Feasta has been promoting land-value taxation and other ways to make use of overlooked common pool resources.
And I have a website Commons Share that looks at capping and sharing water, road use, air travel, and even carbon-intensive foods.
- FEASIBILITY: How challenging is implementation? What are the barriers to successfully carrying out this funding initiative?
MH: This could be done at the state level, as in Alaska. So it is not the sort of policy that needs to wait for a national consensus. There is already carbon pricing, for example New England’s Regional Greenhouse Gas Initiative, and in Canada carbon pricing has been combined with dividends. The policy is straightforward, and only requires legislation. The universality of the dividend makes its distribution relatively easy.
MS: I agree with MH. But let’s consider the possibility that maybe it will not be linear from local to state to national to international. Maybe someone somewhere unexpected will have a breakthrough. At the international level, the UNFCCC is dysfunctional, but there is a group of countries called the Beyond Oil and Gas Alliance (BOGA), led by Denmark and Costa Rica. Feasta has a paper about how we can leverage BOGA to make it like the beginning of a Global Climate Trust that would administer an international Cap & Share program. We also put together some scenarios where Global North and Global South countries join in pairs or groups to allow for a global average dividend throughout the ramp up. At a more local level, in California, ratepayers receive the California Climate Credit on your utility bill. No one knows about it, but it came about using Cap & Trade funds from AB32.
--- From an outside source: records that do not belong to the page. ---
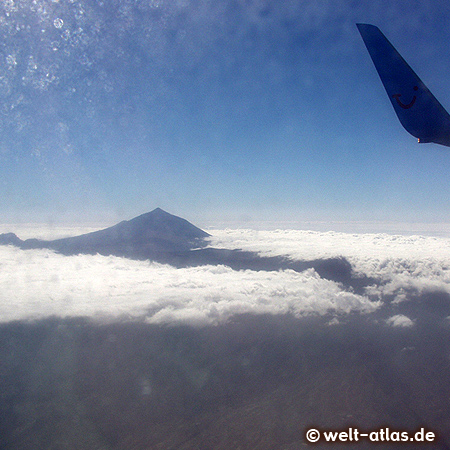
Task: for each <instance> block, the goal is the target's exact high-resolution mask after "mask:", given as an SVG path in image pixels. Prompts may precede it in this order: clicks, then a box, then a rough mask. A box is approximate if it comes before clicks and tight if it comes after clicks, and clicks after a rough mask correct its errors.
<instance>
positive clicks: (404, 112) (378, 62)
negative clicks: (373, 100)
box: [356, 23, 450, 147]
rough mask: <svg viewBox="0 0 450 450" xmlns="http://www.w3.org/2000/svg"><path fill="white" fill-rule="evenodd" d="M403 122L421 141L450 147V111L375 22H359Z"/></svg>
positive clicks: (407, 129)
mask: <svg viewBox="0 0 450 450" xmlns="http://www.w3.org/2000/svg"><path fill="white" fill-rule="evenodd" d="M356 26H357V27H358V30H359V32H360V34H361V37H362V38H363V41H364V43H365V45H366V47H367V50H368V51H369V54H370V57H371V58H372V61H373V63H374V65H375V68H376V69H377V72H378V75H379V76H380V78H381V81H382V83H383V85H384V88H385V89H386V92H387V94H388V97H389V99H390V101H391V103H392V106H393V108H394V111H395V113H396V114H397V117H398V119H399V120H400V123H401V124H402V125H403V127H404V128H405V129H406V131H408V132H409V133H410V134H412V135H413V136H415V137H416V138H417V139H418V141H419V142H420V143H424V142H435V143H437V144H441V145H446V146H448V147H450V115H449V114H448V112H447V111H446V110H445V109H444V107H443V106H442V105H441V104H440V103H439V102H438V101H437V99H436V98H435V96H434V95H433V94H432V93H431V92H430V90H429V89H428V88H427V87H426V86H425V84H424V83H423V82H422V80H421V79H420V78H419V77H418V76H417V75H416V73H415V72H414V71H413V70H412V69H411V67H410V66H409V65H408V63H407V62H406V61H405V60H404V59H403V58H402V56H401V55H400V53H398V52H397V50H396V49H395V48H394V46H393V45H392V44H391V43H390V42H389V41H388V40H387V39H386V37H385V36H384V34H383V33H382V32H381V31H380V29H379V28H378V27H376V26H374V25H369V24H363V23H358V24H356Z"/></svg>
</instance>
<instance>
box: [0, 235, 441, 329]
mask: <svg viewBox="0 0 450 450" xmlns="http://www.w3.org/2000/svg"><path fill="white" fill-rule="evenodd" d="M211 245H213V246H214V247H222V248H236V247H238V248H242V249H244V250H252V251H258V252H259V253H261V254H267V255H288V256H290V257H292V258H295V259H300V260H312V259H317V258H330V257H336V256H343V257H345V258H347V259H348V260H349V261H350V263H351V264H352V267H353V270H354V272H355V274H357V275H360V276H363V275H365V276H368V277H372V278H373V280H374V281H373V283H372V284H371V285H370V286H368V287H366V288H365V290H364V292H362V293H358V294H357V293H355V292H353V291H352V290H351V289H350V288H348V287H346V286H343V285H341V284H339V283H336V282H334V281H330V280H326V279H323V278H321V277H320V276H319V275H318V274H317V273H316V272H315V271H314V269H308V270H306V271H304V272H302V273H297V272H295V271H293V270H280V271H277V272H267V271H252V270H240V271H236V270H232V269H231V268H229V267H226V266H201V267H192V268H184V269H175V268H173V267H171V266H169V265H162V264H156V263H151V262H148V261H147V262H145V261H144V262H143V261H132V260H128V259H125V258H118V257H112V256H110V257H105V256H100V255H78V256H71V257H67V256H62V255H59V254H56V253H54V252H52V251H49V250H20V249H17V248H14V247H9V246H4V247H0V304H1V307H0V321H2V322H6V321H10V320H18V319H38V318H43V317H48V316H52V315H56V316H61V317H66V316H88V317H92V318H96V319H100V320H103V319H110V318H113V319H114V318H126V319H127V318H133V319H142V320H146V321H147V322H150V323H158V324H160V323H188V324H196V325H201V324H216V323H221V322H224V321H227V320H228V319H230V318H231V317H232V316H234V315H236V314H292V315H295V316H297V317H299V316H303V315H308V314H318V315H325V314H331V315H332V316H333V317H335V318H336V317H337V318H339V319H340V318H341V316H342V315H346V314H349V313H351V312H361V313H371V312H374V311H376V310H377V309H379V308H380V307H381V306H382V305H383V304H384V303H385V302H387V301H388V299H389V301H391V302H392V301H393V304H396V303H397V304H398V303H401V302H404V301H407V300H408V299H409V298H410V296H411V295H412V294H422V293H424V292H444V293H450V269H449V268H450V257H449V256H448V255H450V252H449V250H450V239H448V238H434V237H423V236H409V237H406V236H392V235H387V234H346V233H335V232H326V233H323V232H311V231H300V230H275V231H253V230H214V231H213V237H212V238H211ZM332 320H333V319H332V318H330V323H331V321H332ZM408 321H409V322H408ZM337 322H338V319H336V320H335V321H334V322H332V323H337ZM410 322H411V320H410V319H409V318H408V317H406V316H401V317H400V316H398V317H391V319H389V321H388V322H387V323H388V324H390V325H392V326H410V325H411V324H412V322H411V323H410Z"/></svg>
- EQUITY: How does this revenue source measure up to standards of equity?
MH: Without the dividend, carbon (and other resource) taxation and pricing would be inequitable. However using the revenue for dividends renders the policy strongly progressive.
One might object that the policy would be more equitable if it were to use all the revenue as income rebates to, say, the poorest quintile. But such targeted redistribution would seriously weaken the political viability of the policy, and make its implementation more complicated. The Alaska PFD seriously reduces inequality and poverty in Alaska. But had the policy been designed to target the revenue to the poor, it never would have been instituted.
MS: Here is a link to a great paper by Professor Jim Boyce of Mass Amherst, Brent Ranalli, and Michael Ash. In their paper, they discuss major elements of a just and effective climate mitigation policy: 1) Mandating emissions reductions on a schedule. Explicitly protecting vulnerable communities against co-pollutants; 2) Setting ambitious carbon-reduction targets, and issuing dividends; 3) Close loopholes. We need to get better at messaging and solidarity, and get more people from the affected communities to help the frontlines by being on the “frontlines” of carbon dividends.
- SUSTAINABILITY: To what extent can this funding stream be depended upon to continue into the future? How reliable is this source of funding to support a long-term UBI/GI program?
MH: Carbon dividends can be depended upon to continue for a decade or more into the future and dividends will rise regularly with the rising price on carbon emissions. However, as carbon is priced out of the market and replaced by renewable energy, revenue, and dividends, will decline. A long-term UBI/GI program based on resource taxation will need to phase in pricing on other sorts of resources. But if the carbon dividend policy is popular, it can pave the way toward such a transition to a permanent citizens’ dividend.
MS: I can’t wait to have the “problem” that we have solved climate change and now our carbon dividends are decreasing. It means my kids will have a livable planet, upon which to develop new sources for a UBI. There are lots of other resources we can go to, some examples of which are mentioned at commons-share.org.